2) but now I need to visit every node in the tree to find out which one has
the lowest position which is O(n) obviously ignoring any nodes I marked
as -1.

so this final "optimized" solution I came up with last night would still
require O(n + n log n).

Is there any way to optimize this further? or a better algorithm all
together? I'm thinking perhaps to keep track of the first unique node as I'm
creating the tree? but I couldn't nail down an idea that would work...

I'm sort of invisioning the tree having a member called m_nPos initialized
to 0... and as I'm building the tree, if I find a duplicate element at
m_nPos, to increment it. So basically I insert element 0, then later on, I
find a duplicate for it, so the first unique item can't possibly be at zero,
it has to be at least at position 1. But then as I did a few test cases, I
poke holes in this idea very easily.

Any ideas?

hardi.pertel@gmail.com
Guest
Posts: n/a

 11-18-2006

> basically the interview question is: given an unsorted listed such as:
>
> 3,1,3,7,1,2,4,4,3

Where there any other constraints?

Nobody
Guest
Posts: n/a

 11-18-2006

<(E-Mail Removed)> wrote in message
news:(E-Mail Removed) oups.com...
>
>
>> basically the interview question is: given an unsorted listed such as:
>>
>> 3,1,3,7,1,2,4,4,3

>
> Where there any other constraints?
>

Nope, just given an unsorted list of n numbers (n could be millions), find
the first unique number. Obviously you can't use a built in
"FindFirstUnique()" number function, the exercise was to write that
function. I thought there may be some tricks with using a database, but
thought the overhead of the database would kill any performance gains in the
algorithm.

Obviously the point is to find the first unique number in the shortest time
possible... the algorithm I described in the original post was O (n + n log
n)... I'm wondering if it can be done faster.

hardi.pertel@gmail.com
Guest
Posts: n/a

 11-18-2006
No idea for solving that. The AVL tree is unclear for me, but a
brute-force solution is simple, though time-consuming

Wayne Marsh
Guest
Posts: n/a

 11-18-2006
Nobody wrote:
> I've been looking for a job for a while now, and have run into this
> interview question twice now... and have stupidly kind of blown it twice...
> (although I've gotten better)... time to finally figure this thing out...
>
> basically the interview question is: given an unsorted listed such as:
>
> 3,1,3,7,1,2,4,4,3

Here's the first method that springs to mind for me:

Create a vector of bools initialised to false the same size as the list,
and then run through the list, setting the item in the vector at the
position of the number encountered to true, and removing ones that are
already true. Then simply look at the first element of the vector.
Bingo. One pass, right?

I bet I've made some glaring error in process or efficiency.

Wayne Marsh
Guest
Posts: n/a

 11-18-2006
Wayne Marsh wrote:
> Nobody wrote:
>> I've been looking for a job for a while now, and have run into this
>> interview question twice now... and have stupidly kind of blown it
>> twice... (although I've gotten better)... time to finally figure this
>> thing out...
>>
>> basically the interview question is: given an unsorted listed such as:
>>
>> 3,1,3,7,1,2,4,4,3

>
> Here's the first method that springs to mind for me:
>
> Create a vector of bools initialised to false the same size as the list,
> and then run through the list, setting the item in the vector at the
> position of the number encountered to true, and removing ones that are
> already true. Then simply look at the first element of the vector.
> Bingo. One pass, right?
>
> I bet I've made some glaring error in process or efficiency.

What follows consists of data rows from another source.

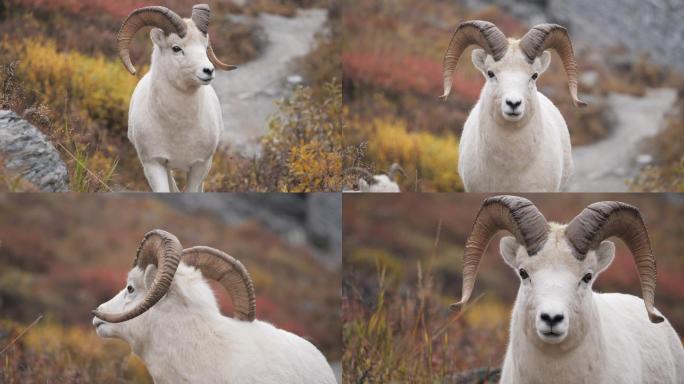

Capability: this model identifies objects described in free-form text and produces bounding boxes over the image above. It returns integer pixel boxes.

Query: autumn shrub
[630,97,684,192]
[210,80,345,192]
[12,39,137,132]
[342,263,508,384]
[363,120,463,192]
[0,316,152,384]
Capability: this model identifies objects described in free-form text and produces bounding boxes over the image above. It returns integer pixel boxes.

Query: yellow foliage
[344,247,404,282]
[10,38,137,130]
[464,297,510,329]
[288,140,342,192]
[260,79,346,192]
[364,119,463,192]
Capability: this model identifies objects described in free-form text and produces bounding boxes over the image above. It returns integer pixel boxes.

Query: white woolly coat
[458,92,572,192]
[501,293,684,384]
[128,67,223,172]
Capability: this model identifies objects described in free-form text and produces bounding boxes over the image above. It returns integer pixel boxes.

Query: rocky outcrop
[0,110,69,192]
[157,193,342,270]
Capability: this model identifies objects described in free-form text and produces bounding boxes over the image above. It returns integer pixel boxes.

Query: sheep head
[117,4,237,85]
[93,229,256,341]
[452,196,663,345]
[440,20,586,122]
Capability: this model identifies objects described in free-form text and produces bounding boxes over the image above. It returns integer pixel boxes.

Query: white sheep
[344,163,406,193]
[452,196,684,384]
[93,230,335,384]
[441,20,586,192]
[117,4,236,192]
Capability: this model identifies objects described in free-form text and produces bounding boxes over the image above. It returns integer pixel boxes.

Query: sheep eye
[582,273,593,283]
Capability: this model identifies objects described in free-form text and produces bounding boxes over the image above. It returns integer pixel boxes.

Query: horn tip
[572,99,588,108]
[648,312,665,324]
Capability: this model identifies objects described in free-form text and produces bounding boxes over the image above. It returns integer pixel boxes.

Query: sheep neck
[150,61,201,121]
[502,294,606,383]
[478,97,544,171]
[131,304,229,383]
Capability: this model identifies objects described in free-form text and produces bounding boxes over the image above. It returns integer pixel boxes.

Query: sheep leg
[166,160,180,192]
[143,160,169,192]
[185,159,211,192]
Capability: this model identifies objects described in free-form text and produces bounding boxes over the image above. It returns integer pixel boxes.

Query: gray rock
[157,193,342,270]
[0,110,69,192]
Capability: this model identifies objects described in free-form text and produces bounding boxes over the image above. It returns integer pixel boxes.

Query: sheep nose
[540,313,565,327]
[506,99,522,110]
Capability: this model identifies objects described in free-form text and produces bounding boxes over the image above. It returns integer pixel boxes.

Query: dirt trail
[568,88,677,192]
[214,9,327,156]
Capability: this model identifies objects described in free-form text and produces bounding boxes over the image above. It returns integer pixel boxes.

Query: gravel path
[569,88,677,192]
[214,9,327,156]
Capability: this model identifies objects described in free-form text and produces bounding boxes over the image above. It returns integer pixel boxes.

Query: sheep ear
[499,236,520,268]
[150,28,166,48]
[596,240,615,273]
[537,51,551,74]
[143,264,157,290]
[470,49,487,73]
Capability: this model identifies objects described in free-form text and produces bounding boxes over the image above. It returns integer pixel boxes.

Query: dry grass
[0,0,343,192]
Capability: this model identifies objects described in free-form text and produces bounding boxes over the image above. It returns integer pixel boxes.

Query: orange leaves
[342,52,483,103]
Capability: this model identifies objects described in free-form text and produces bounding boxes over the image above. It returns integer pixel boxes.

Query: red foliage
[342,52,483,103]
[77,267,128,300]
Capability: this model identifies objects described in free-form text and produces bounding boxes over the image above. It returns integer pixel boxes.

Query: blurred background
[0,194,342,383]
[342,0,684,192]
[0,0,343,192]
[342,193,684,383]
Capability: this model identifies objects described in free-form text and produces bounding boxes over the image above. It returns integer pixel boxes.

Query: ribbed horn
[191,4,237,71]
[116,6,187,75]
[520,24,587,107]
[439,20,508,100]
[451,195,549,309]
[190,4,211,36]
[565,201,664,323]
[182,246,256,321]
[93,229,183,323]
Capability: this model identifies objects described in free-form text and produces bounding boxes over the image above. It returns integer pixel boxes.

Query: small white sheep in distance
[441,20,586,192]
[344,163,406,193]
[117,4,236,192]
[452,196,684,384]
[93,230,335,384]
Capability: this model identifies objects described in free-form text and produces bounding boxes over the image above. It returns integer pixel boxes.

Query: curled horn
[182,246,256,321]
[451,195,549,310]
[520,24,587,107]
[191,4,237,71]
[116,6,187,75]
[93,229,183,323]
[565,201,663,323]
[439,20,508,100]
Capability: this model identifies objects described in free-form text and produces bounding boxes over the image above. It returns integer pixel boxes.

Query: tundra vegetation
[342,0,684,191]
[0,0,347,192]
[0,194,342,383]
[342,194,684,383]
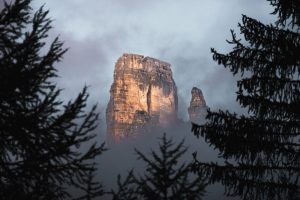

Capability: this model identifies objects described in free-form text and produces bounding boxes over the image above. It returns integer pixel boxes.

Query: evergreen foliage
[0,0,104,200]
[192,0,300,200]
[112,134,205,200]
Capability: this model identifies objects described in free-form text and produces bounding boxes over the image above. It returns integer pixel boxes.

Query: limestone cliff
[188,87,208,124]
[106,54,178,141]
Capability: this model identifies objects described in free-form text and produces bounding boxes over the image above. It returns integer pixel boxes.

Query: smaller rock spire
[188,87,208,124]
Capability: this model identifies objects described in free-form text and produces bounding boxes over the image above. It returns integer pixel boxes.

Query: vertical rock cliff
[106,54,178,141]
[188,87,208,124]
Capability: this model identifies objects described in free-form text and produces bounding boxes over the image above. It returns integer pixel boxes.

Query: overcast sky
[5,0,272,118]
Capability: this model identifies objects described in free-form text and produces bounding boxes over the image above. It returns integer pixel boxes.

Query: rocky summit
[106,54,178,142]
[188,87,208,124]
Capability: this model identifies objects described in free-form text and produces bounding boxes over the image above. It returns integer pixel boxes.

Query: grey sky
[0,0,280,199]
[28,0,272,121]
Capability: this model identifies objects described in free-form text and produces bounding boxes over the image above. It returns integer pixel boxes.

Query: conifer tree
[0,0,103,200]
[192,0,300,200]
[136,134,205,200]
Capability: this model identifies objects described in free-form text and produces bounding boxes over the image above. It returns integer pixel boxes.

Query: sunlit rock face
[188,87,208,124]
[106,54,178,142]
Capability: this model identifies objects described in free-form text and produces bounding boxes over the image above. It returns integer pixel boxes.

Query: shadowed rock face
[188,87,208,124]
[106,54,178,142]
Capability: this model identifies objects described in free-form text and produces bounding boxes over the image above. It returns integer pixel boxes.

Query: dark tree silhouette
[136,134,205,200]
[110,170,142,200]
[0,0,103,200]
[192,0,300,200]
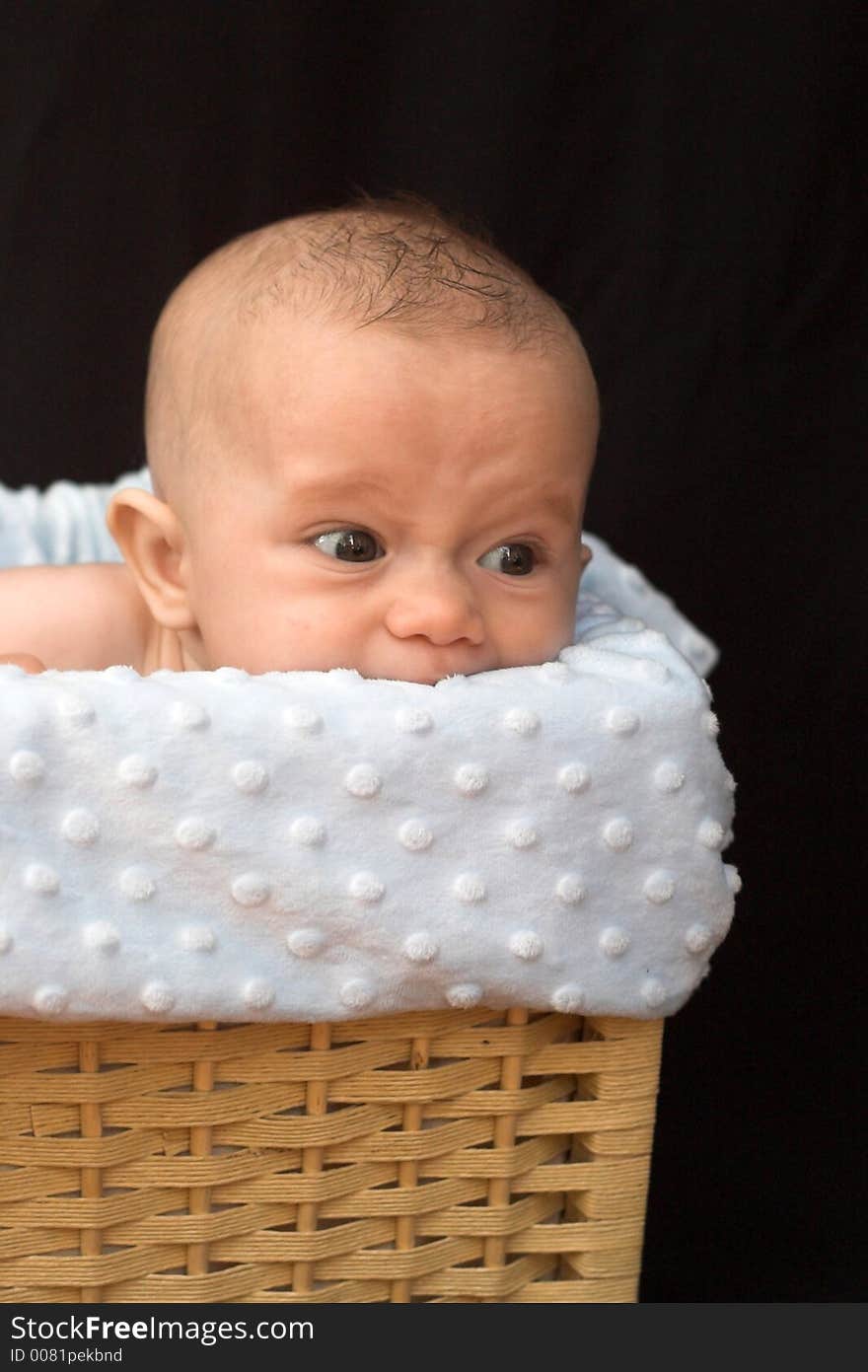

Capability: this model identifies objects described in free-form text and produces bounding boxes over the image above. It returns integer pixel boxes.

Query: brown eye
[313,529,379,562]
[480,543,537,576]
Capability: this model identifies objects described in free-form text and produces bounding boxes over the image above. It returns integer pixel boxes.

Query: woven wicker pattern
[0,1010,662,1303]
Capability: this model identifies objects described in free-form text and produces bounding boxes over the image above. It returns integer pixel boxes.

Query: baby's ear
[106,485,196,628]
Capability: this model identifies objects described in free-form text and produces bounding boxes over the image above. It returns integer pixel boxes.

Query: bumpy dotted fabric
[0,616,739,1021]
[0,472,739,1021]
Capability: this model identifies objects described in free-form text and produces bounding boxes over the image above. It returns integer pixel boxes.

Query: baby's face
[175,320,597,685]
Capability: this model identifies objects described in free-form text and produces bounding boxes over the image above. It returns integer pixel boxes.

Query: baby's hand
[0,653,45,675]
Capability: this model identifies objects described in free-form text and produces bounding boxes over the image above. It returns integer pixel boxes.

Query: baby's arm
[0,562,145,671]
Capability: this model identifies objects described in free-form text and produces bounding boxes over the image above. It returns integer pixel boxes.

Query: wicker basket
[0,1010,662,1303]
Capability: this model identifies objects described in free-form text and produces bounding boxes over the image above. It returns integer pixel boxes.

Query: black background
[0,0,868,1302]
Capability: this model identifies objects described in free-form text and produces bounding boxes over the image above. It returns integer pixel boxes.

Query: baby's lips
[0,653,45,675]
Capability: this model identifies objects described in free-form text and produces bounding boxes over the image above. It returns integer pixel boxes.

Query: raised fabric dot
[140,981,175,1015]
[347,871,386,904]
[509,929,543,962]
[639,976,667,1010]
[506,819,539,848]
[639,657,672,685]
[398,819,433,852]
[170,699,210,729]
[453,871,485,904]
[25,862,60,896]
[232,758,268,796]
[446,981,482,1010]
[600,925,629,958]
[696,819,725,848]
[404,929,440,962]
[242,976,274,1010]
[503,708,539,736]
[555,873,586,905]
[604,817,633,853]
[456,762,488,796]
[60,810,100,848]
[395,706,433,734]
[338,976,375,1010]
[284,705,323,734]
[177,925,217,952]
[81,919,120,952]
[119,867,156,900]
[33,985,69,1015]
[642,867,675,905]
[654,761,685,793]
[558,762,591,796]
[232,871,271,906]
[287,929,325,958]
[175,815,217,852]
[57,695,95,729]
[10,748,45,782]
[724,862,742,896]
[289,815,325,848]
[606,705,639,736]
[344,762,383,800]
[118,754,158,790]
[685,925,714,954]
[551,981,584,1015]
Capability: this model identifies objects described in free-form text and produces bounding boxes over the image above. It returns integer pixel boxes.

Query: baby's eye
[480,543,537,576]
[312,529,379,562]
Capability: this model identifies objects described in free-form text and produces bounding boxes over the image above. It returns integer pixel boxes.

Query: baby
[0,196,598,685]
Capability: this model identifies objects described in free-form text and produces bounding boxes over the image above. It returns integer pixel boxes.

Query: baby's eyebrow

This doesn't even make sense at all.

Sorry.

Frederick Gotham
Guest
Posts: n/a

 11-18-2006
Nobody:

> given an unsorted listed such as:
>
> 3,1,3,7,1,2,4,4,3
>
> find the FIRST UNIQUE number, in this case 7... and of course the list
> can be millions long...

I've only recently begun reading a book on the C++ Standard Library, so I'm
not very familiar with all the built-in iterator routines and so forth, so
I can't provide an optimal solution.

However, I could give you a inefficient solution that gets the job done by
simply putting thought into it:

(This code won't be Grade A because I'm only starting to get the hang of
iterators and so forth. Expect mistakes.)

#include <cstddef>

template<class Iterator,class T>
std::size_t QuantOccur(Iterator begin,Iterator const end,T const &obj)
{
size_t quant = 0;

while (end!=begin) if (*begin++==obj) ++quant;

return quant;
}

template<class Iterator>
Iterator FindFirstUnique(Iterator begin,Iterator const end)
{
for (;end!=begin;++begin) if (1==QuantOccur(begin,end,*begin)) break;

return begin;
}

#include <iostream>
#include <ostream>

int main()
{
int arr[] = {3,1,3,7,1,2,4,4,3};

int i = *FindFirstUnique(arr,arr+sizeof arr/sizeof*arr);

std::cout << i << std::endl;
}

For all I know, there could be a Standard Library facility that does this
with a single line of code!

--

Frederick Gotham

Frederick Gotham
Guest
Posts: n/a

 11-18-2006
Frederick Gotham:

> size_t quant = 0;

Once again my retard compiler failed to spot the error.

Nobody
Guest
Posts: n/a

 11-18-2006

<(E-Mail Removed)> wrote in message
news:(E-Mail Removed) oups.com...
> No idea for solving that. The AVL tree is unclear for me, but a
> brute-force solution is simple, though time-consuming
>

Hehe... that was kind of the point of my question. In the interview, I got
it down to O(3n + n log n), later on at home I got it down to O(n + n log
n). I'm trying to see if there is a faster way.

Nobody
Guest
Posts: n/a

 11-18-2006

"Wayne Marsh" <(E-Mail Removed)> wrote in message
news:455f6b31\$0\$2440\$(E-Mail Removed)...
> Wayne Marsh wrote:
>> Nobody wrote:
>>> I've been looking for a job for a while now, and have run into this
>>> interview question twice now... and have stupidly kind of blown it
>>> twice... (although I've gotten better)... time to finally figure this
>>> thing out...
>>>
>>> basically the interview question is: given an unsorted listed such as:
>>>
>>> 3,1,3,7,1,2,4,4,3

>>
>> Here's the first method that springs to mind for me:
>>
>> Create a vector of bools initialised to false the same size as the list,
>> and then run through the list, setting the item in the vector at the
>> position of the number encountered to true, and removing ones that are
>> already true. Then simply look at the first element of the vector. Bingo.
>> One pass, right?
>>
>> I bet I've made some glaring error in process or efficiency.

>
> This doesn't even make sense at all.
>
> Sorry.

Probably not... you'd have to be able to map the bools to the items and the
position which would start getting to the order of my original first pass
2*(n^2) algorithm.

Same thing with a hash table, you'd need the original order somehow and you
can't really remove the first and second item, because then when a 3rd item
comes along, you wont know its a duplicate.